Tente deixar um kindle por cem anos na prateleira e veja se ele vai estar funcionando até lá. Aliás, terá pilha para ele em cem anos? Isso se as previsões de ataques terroristas digitais não se concretizarem (risco de bombas com PEM, vírus e crackers que podem invadir seus livros eletrônicos e apagar tudo).
Esse é o motivo pelo qual o digital não vai ganhar do papel: durabilidade e segurança.
Meus CDs do início dessa década já não lêem mais (e falo dos originais). Não quero ter algo que pode ser destruído por um simples pulso eletromagnético.
November 5th, 2009 at 9:42 am
Com certeza ambos vão viver em perfeita harmonia. Não há coisa melhor do que o relacionamento do público leitor e seus livros, todos os sentidos são utilizados para criar essa parceria durante a leitura.

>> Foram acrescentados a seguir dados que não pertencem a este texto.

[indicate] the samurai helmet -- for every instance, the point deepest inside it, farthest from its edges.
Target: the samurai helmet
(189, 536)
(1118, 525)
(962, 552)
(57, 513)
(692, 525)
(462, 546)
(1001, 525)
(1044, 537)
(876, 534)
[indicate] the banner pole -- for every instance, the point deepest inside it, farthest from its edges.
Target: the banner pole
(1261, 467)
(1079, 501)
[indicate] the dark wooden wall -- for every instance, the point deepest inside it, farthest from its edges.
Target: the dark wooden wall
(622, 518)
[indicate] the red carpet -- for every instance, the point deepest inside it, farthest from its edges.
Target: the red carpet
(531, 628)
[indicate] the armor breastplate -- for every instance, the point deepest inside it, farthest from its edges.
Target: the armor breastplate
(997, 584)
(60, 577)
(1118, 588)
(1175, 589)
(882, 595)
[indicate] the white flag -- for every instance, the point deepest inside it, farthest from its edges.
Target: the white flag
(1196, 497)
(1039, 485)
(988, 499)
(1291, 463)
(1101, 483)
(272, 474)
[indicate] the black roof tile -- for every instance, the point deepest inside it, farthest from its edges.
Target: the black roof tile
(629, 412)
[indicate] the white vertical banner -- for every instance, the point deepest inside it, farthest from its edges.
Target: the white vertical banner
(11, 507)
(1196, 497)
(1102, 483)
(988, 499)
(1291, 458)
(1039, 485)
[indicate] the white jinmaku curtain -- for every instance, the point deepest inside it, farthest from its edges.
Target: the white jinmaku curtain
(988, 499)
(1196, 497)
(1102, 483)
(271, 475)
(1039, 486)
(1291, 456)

Vamos só aguardar para saber o que virá por aí no futuro em relação a questão dos livros digitais. Apesar de já ter utilizado o sistema da Amazon, não substituo o fato de ler um livro em mãos.
Ótimo Artigo.
November 5th, 2009 at 11:21 am
Lucidez sim! O escritor está corretíssimo em suas afirmações. Vamos celebrar toda essa boa troca de bens culturais que tem existido no universo on-line. Muito bom saber que Tezza também é professor, precisamos de professores bons assim em nossas universidades.
November 5th, 2009 at 11:10 pm
Ainda não deixei de comprar. Aqui em casa já temos um kindle, mas meu marido tá grudado nele. Estou esperando para testar.
Já fui uma defensora ferrenha dos livros de papel, hoje já estou começando a pensar diferente e vislumbro uma estante virtual no futuro. Porque pensando bem, para que deixar pilhas de livros pegando pó. E o papel para isso tudo! A vida é feita de evoluções e estamos nesta jornada. Daqui a cem anos vai ter coisa melhor! Não adianta ficar chorando pelos velhos discos de vínil e pelo cheiro de livro! Eu estou inclinada a acreditar que estes ou outros dispositivos para leitura digital irão sim substituir os livros de papel.
Quanto a pirataria: pode ser que este mercado de downloads digitais ilegais não movimentem o crime como os do dvds e músicas, mas é pirataria igual. É roubo! Todo o escritor deveria lutar com todas as suas possibilidades e recursos contra estes livros e sites ilegais que existem na internet. Mesmo que seja para consumo seu próprio não está certo e não pode ser disfarçado como “democratização”.
November 10th, 2009 at 6:27 pm
Eu também não deixo de comprar um bom livro, assim como não deixo de assistir a um filme só porque já sei o final.